Liebe Kidmed - Leser,
ich hoffe, dass meine Anfrage in der Richtigen Kategorie ist,aber ich dachte, dass sie wohl am ehesten hier rein passt.
Grund meines Beitrags st die U8 die nun bei meiner 4jährigen Tochter anstand.
Da diese Untersuchung bei meinem Kinderarzt zweigeteilt stattfand, waren wir schon letzte Woche dort.
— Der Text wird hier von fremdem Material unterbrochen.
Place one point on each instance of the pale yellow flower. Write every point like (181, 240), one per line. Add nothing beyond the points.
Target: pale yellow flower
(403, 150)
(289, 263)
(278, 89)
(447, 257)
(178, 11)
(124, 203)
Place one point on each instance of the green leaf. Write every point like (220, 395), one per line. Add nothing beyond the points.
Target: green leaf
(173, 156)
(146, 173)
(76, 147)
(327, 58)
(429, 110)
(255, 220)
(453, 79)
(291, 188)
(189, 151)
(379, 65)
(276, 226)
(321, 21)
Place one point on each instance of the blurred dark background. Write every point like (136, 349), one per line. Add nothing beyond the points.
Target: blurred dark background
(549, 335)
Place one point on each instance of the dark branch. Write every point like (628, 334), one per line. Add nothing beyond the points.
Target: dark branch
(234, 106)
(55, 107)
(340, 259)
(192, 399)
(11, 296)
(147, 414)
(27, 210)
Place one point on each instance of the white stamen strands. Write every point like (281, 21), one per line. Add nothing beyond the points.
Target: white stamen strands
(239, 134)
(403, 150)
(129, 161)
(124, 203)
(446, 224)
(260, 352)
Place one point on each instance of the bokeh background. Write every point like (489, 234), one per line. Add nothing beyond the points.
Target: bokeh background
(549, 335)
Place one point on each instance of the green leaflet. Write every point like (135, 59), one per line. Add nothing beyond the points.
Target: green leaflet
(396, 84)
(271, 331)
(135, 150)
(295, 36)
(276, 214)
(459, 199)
Die Frau des Arztes, führte den ersten Tel durch und sie wirkte nicht unbedingt vertrauenerweckend, insbesondere im Bezug auf meine Tochter. Der erste Teil bezog sich auf Verhalten und Motorik,aber da meine Tochter sehr schüchtern ist, wollte sie den unfreundlichen Anordnungen dieser Frau nicht nackommen und schämte sich auch, nachdem diese ungeduldig und daher etwas lauter wurde. Daraufhin wurde mir als Mutter, sogleich ein schlechtes Gewissen eingeredet, indem meine Fähigkeien als Mutter extrem in Frage gestellt wurden. Da sie das Kind noch nie gesehen hat, und meine Tochter zuletzt vor zwei Jahren in dieser Praxis war, beim jetzt pensionierten Kollegen, gab sie mir einen Pauschalfragebogen für den Kiga mit. Dieser wurde vorerste von der Erzieherin ausgefüllt, dann wurde jedoch die Weiterleitung an den Arzt von der Leiterin abgelehnt, da er ihrer Ansich nach nicht dem Alter meiner Tochter entsprach und sie ihrer Mweinung und die ihrer Kolleginen nch völlig altersgemäß entwickelt ist.
Es wurde bei Bedarf um Rückruf des Arztes gebeten und eine schriftliche, ausführliche Bewertung angeboten, die jedoch aufgrund des Planungstages nur nachgereicht werden könnte.
Heute folgte nun der zweite Termin.
Dieser begann mit dem Hör- und Sehtest. In dem Moment wo meiner Tochter von der Arztheleferin fast schon befohlen wurde, kleine Stäbchen den Farben entsprechend zuzuordnen, kam von meiner Tochter Trotzwehraktion und sie verweigerte die Mitarbeit. Auch gutes zureden meinerseits half nichts in diesem Moment. Nach Verlassen des Zimmers, spielte sie mit einem andern KInd, erklärte die Gegenesätze auf dem Lernplakat und plauderte mit einer anderen Mutter. Danach sollte sie gemessen und gewogen werden, in Anwesenheit des Artes. Sie schrie und heulte, insebesondere als die andere Helferin dann sagte:"Dann machen wir es eben mit Gewalt".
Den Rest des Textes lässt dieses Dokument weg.